Erben in der Leistungsgesellschaft


Jens Beckert
 

 
Kaum eine Institution ist für die Reproduktion sozialer Ungleichheit so bedeutsam wie die Vererbung von Vermögen. Doch Erbschaften widersprechen dem Leistungsprinzip, mit dem in modernen Gesellschaften soziale Ungleichheit gerechtfertigt wird. Jens Beckert zeigt, welche Kontroversen sich um die Vermögensvererbung entspannen und wie sie unsere Gesellschaftsordnung spiegeln und beeinflussen.
 

 

Die Erbrechtsdebatte als Spiegel von kulturellem Selbstverständnis und Machtverhältnissen


 
Warum wird in einer Leistungsgesellschaft toleriert, dass Vermögen durch die „Geburtslotterie“ höchst ungleich verteilt wird? Der Begriff der Leistungsgesellschaft meint ja, dass soziale Ungleichheit nur dann gerechtfertigt ist, wenn sich Einkommens- und Vermögensunterschiede auf unterschiedliche Leistungsbeiträge zurückführen lassen: „Wer viel leistet, soll viel haben.“ Ein mühelos erlangtes Erbvermögen ist mit dieser Legitimation sozialer Ungleichheit offensichtlich unvereinbar, weil es dem Begünstigten ohne eigene Leistung zufällt. Vor diesem normativen Hintergrund wurde die Vermögensvererbung seit der Aufklärung immer wieder Gegenstand erregter politischer und wissenschaftlicher Debatten.
 
Es geht um philosophische, ökonomische und soziologische Auseinandersetzungen, um die Rechtsentwicklung selbst, um die Beobachtung von Entwicklungstrends, um die Beschreibung der funktionalen und normativen Dimensionen erbrechtlicher und erbschaftssteuerlicher Festlegungen.

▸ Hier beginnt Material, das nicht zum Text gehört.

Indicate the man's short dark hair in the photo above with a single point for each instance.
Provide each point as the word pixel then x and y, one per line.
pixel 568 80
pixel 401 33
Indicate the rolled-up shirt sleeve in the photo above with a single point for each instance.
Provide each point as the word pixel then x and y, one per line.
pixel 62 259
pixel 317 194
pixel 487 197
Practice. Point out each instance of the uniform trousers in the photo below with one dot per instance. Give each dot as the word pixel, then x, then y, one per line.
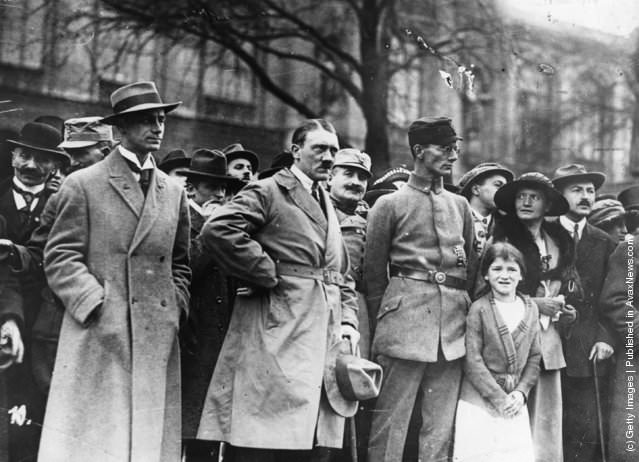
pixel 438 384
pixel 545 409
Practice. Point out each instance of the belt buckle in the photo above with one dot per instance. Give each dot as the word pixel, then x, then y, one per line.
pixel 440 277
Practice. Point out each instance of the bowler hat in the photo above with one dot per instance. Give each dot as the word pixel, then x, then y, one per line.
pixel 481 171
pixel 207 164
pixel 283 160
pixel 41 137
pixel 629 197
pixel 605 210
pixel 354 158
pixel 576 173
pixel 83 132
pixel 505 196
pixel 349 379
pixel 174 159
pixel 135 97
pixel 237 151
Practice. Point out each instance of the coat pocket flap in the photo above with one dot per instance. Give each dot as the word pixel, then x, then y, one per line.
pixel 389 306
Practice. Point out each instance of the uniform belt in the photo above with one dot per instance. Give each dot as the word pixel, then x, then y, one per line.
pixel 435 277
pixel 310 272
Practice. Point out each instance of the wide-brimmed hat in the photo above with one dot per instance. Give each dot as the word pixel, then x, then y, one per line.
pixel 349 379
pixel 606 210
pixel 237 151
pixel 577 173
pixel 629 198
pixel 505 196
pixel 354 158
pixel 41 137
pixel 480 172
pixel 210 164
pixel 136 97
pixel 174 159
pixel 83 132
pixel 283 160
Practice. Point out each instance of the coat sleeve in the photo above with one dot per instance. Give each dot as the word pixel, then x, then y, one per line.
pixel 474 365
pixel 227 236
pixel 614 295
pixel 530 373
pixel 180 268
pixel 65 254
pixel 379 232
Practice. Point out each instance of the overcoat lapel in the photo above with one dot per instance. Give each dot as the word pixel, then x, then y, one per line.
pixel 123 181
pixel 157 189
pixel 300 197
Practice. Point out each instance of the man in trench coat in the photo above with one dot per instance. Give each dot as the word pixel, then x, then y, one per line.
pixel 266 396
pixel 117 257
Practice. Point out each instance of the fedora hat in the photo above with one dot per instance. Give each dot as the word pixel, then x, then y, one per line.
pixel 349 379
pixel 209 164
pixel 41 137
pixel 237 151
pixel 283 160
pixel 83 132
pixel 135 97
pixel 481 171
pixel 576 173
pixel 505 196
pixel 173 160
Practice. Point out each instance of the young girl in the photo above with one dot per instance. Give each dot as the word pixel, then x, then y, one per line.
pixel 501 365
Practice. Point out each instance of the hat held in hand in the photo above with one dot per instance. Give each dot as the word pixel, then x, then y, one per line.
pixel 349 379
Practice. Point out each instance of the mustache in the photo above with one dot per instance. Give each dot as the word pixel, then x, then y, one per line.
pixel 355 188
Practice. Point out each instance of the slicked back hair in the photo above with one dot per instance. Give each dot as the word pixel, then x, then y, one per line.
pixel 299 135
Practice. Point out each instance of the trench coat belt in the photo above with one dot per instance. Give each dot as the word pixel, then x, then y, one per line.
pixel 433 276
pixel 310 272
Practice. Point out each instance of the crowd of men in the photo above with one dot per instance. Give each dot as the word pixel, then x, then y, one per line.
pixel 204 309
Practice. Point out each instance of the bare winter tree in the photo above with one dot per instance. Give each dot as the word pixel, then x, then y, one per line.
pixel 354 46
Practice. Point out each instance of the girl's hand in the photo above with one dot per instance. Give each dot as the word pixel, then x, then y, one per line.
pixel 513 404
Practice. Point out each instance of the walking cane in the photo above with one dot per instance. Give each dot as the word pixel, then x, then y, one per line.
pixel 598 402
pixel 353 429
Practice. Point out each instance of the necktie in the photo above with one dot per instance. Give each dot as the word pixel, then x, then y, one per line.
pixel 28 197
pixel 145 175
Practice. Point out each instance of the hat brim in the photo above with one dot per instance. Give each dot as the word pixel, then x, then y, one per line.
pixel 172 164
pixel 357 166
pixel 231 181
pixel 113 118
pixel 58 153
pixel 250 155
pixel 341 405
pixel 505 197
pixel 596 178
pixel 465 191
pixel 77 144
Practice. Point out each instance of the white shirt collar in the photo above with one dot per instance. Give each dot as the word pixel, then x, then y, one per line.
pixel 304 179
pixel 131 157
pixel 569 225
pixel 18 199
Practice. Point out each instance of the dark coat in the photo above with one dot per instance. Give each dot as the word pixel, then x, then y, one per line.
pixel 202 335
pixel 123 259
pixel 593 251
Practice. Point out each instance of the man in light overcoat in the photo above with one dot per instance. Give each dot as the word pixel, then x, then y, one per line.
pixel 117 258
pixel 282 238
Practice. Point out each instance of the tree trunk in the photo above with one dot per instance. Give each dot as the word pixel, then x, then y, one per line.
pixel 375 83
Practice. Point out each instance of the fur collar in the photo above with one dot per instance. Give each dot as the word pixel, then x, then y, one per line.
pixel 512 230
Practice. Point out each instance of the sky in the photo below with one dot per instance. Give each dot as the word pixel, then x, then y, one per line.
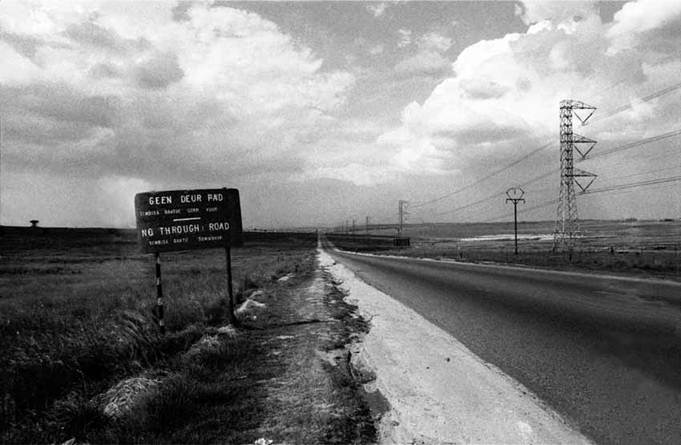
pixel 325 112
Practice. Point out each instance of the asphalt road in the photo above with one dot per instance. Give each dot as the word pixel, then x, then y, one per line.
pixel 605 352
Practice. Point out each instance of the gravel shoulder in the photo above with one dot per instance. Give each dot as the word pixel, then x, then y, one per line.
pixel 438 390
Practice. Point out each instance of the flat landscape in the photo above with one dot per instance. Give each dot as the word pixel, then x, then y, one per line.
pixel 81 356
pixel 641 248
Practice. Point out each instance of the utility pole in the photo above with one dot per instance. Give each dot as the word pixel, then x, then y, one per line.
pixel 402 213
pixel 515 195
pixel 567 219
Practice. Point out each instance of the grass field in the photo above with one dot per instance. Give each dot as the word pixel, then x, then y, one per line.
pixel 76 317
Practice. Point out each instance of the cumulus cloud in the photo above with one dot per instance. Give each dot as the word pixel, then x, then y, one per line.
pixel 650 22
pixel 504 93
pixel 435 41
pixel 377 9
pixel 404 38
pixel 428 58
pixel 127 88
pixel 423 62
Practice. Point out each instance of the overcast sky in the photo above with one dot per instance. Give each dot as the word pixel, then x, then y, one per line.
pixel 323 112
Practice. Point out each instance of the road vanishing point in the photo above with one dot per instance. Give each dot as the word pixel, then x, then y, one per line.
pixel 603 351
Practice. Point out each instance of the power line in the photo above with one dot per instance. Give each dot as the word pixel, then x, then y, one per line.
pixel 647 98
pixel 634 185
pixel 484 178
pixel 549 173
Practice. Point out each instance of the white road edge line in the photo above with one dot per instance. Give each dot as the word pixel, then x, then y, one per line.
pixel 438 390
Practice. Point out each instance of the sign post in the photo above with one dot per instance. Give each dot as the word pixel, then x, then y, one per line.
pixel 159 295
pixel 515 195
pixel 189 219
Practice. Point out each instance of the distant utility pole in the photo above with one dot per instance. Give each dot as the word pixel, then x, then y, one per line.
pixel 567 219
pixel 402 213
pixel 515 195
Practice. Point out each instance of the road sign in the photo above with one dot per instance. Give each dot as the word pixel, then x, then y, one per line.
pixel 188 219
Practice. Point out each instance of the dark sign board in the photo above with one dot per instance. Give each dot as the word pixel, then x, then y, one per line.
pixel 188 219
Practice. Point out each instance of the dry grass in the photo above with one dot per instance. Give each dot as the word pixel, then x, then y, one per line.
pixel 76 316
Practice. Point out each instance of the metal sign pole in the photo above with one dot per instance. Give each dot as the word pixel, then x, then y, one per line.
pixel 515 195
pixel 515 224
pixel 159 295
pixel 230 291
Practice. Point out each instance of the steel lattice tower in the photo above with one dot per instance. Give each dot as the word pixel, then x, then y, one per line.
pixel 567 221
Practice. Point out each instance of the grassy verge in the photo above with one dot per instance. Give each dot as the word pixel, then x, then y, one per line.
pixel 76 317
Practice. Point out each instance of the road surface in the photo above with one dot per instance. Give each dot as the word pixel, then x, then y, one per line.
pixel 605 352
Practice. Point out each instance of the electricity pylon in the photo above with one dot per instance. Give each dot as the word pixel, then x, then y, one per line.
pixel 402 212
pixel 567 220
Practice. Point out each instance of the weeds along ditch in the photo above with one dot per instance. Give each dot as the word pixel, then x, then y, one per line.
pixel 76 316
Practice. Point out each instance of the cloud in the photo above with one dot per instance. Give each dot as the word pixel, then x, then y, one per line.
pixel 377 9
pixel 435 41
pixel 157 71
pixel 124 89
pixel 405 38
pixel 534 11
pixel 423 62
pixel 428 58
pixel 504 93
pixel 644 21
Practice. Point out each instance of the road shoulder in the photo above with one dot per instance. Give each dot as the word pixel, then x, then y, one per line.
pixel 438 390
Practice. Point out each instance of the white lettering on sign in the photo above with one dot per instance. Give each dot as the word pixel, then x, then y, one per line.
pixel 157 200
pixel 218 226
pixel 190 198
pixel 210 238
pixel 179 230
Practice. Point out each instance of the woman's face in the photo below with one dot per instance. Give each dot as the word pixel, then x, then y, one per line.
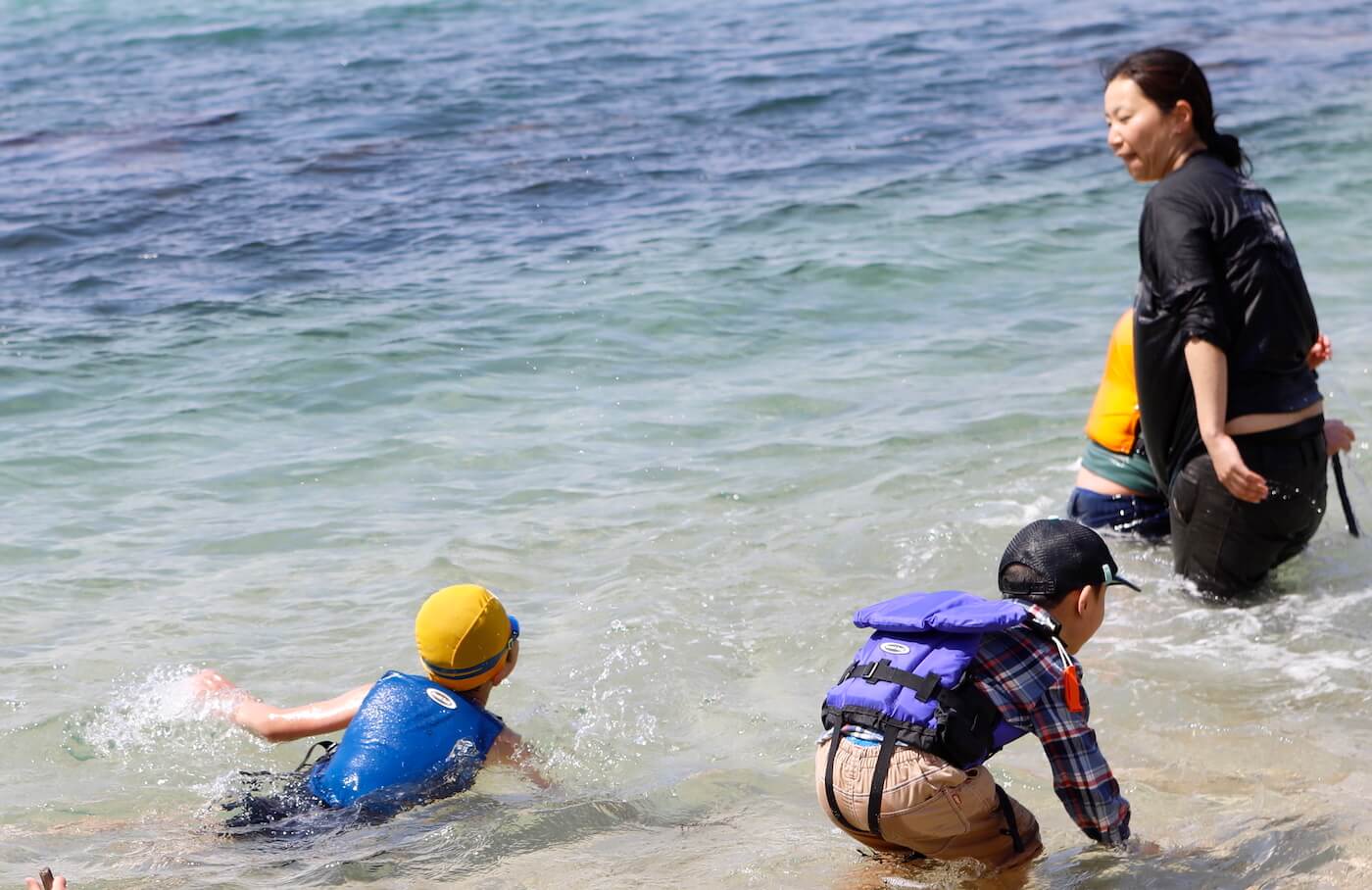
pixel 1149 141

Philosophen, Soziologen, Ökonomen, Juristen und Politiker haben zum Erben ganz unterschiedliche Positionen eingenommen. Das Erbrecht und das Erbschaftssteuerrecht, in denen diese Fragen gesetzlich normiert werden, haben sich außerdem in unterschiedlichen Ländern ganz verschieden entwickelt. Wie lassen sich die Entwicklung des Erbrechts und dessen markante Unterschiede in Frankreich, Deutschland und den USA erklären? Diskutieren lässt sich diese Frage anhand der Testierfreiheit, der Eigentumsbindung in Fideikommissen und der Besteuerung von Erbschaften als den drei wichtigsten Bereichen der Auseinandersetzung um das Erben. Gemeinsamer Hintergrund ist das Verhältnis von Vermögensvererbung und dem normativen Selbstverständnis moderner Gesellschaften.
 
Das besondere Interesse gilt dabei der funktionalen und normativen Widersprüchlichkeit der Vermögensvererbung. Erbschaften, um ein Beispiel zu nennen, können den Fleiß des Erblassers anstacheln, der seinen Kindern zu Wohlstand und materieller Sicherheit verhelfen möchte. Diese Kinder jedoch verlieren unter Umständen die Motivation zu eigener Anstrengung, wenn sie mit dem Silberlöffel im Mund geboren werden. Ein anderes Beispiel für diese Widersprüchlichkeit ist das Verhältnis des Erbrechts zum Eigentumsrecht: Normativ lässt sich ebenso argumentieren, dass das Recht der Vererbung Teil des individuellen Eigentumsrechts ist, wie sich auch argumentieren lässt, dass das individuelle Eigentum mit dem Tod des Individuums endet.
 

« Im Umgang mit der Vermögensvererbung diskutieren Gesellschaften über zentrale Wertorientierungen. »


 
Es ist diese Widersprüchlichkeit der Vermögensvererbung, die den Zündstoff für die sich immer wieder neu entfachenden Kontroversen zur Regulierung der Vermögensvererbung liefern. Zwar lassen sich die unterschiedlichen Positionen nicht zur einen oder zur anderen Seite auflösen, sodass das Problem irgendwann als gelöst betrachtet werden könnte. Doch im Umgang mit der Vermögensvererbung diskutieren Gesellschaften über zentrale Wertorientierungen (Abb. 1) und verraten so dem Beobachter dieser Diskussionen etwas über ihre kulturelle Identität. Soll das Erbrecht insbesondere die Familie schützen? Und wenn ja, welche Form von Familie? Sollen Beschränkungen des Erbrechts eingeführt werden, um ökonomische Machtzusammenballungen zu verhindern? Ist der mühelose Erwerb durch Erbschaft so problematisch, dass durch eine (hohe) Erbschaftssteuer in den Prozess des Vermögenstransfers eingegriffen werden soll? In welchem Verhältnis stehen ökonomische Effizienz und Gerechtigkeitsvorstellungen? In den Debatten zum Erben und in den letztlich in Gesetze gegossenen „Lösungen“ für diese Fragen spiegeln sich sowohl kulturelle Selbstverständlichkeiten als auch Machtverhältnisse. Für Soziologen sind diese Debatten und die rechtlichen Regelungen daher ein geradezu ideales Beobachtungsfeld, um das normative Selbstverständnis und die ökonomischen und politischen Kräfteverhältnisse in den untersuchten Gesellschaften zu entdecken.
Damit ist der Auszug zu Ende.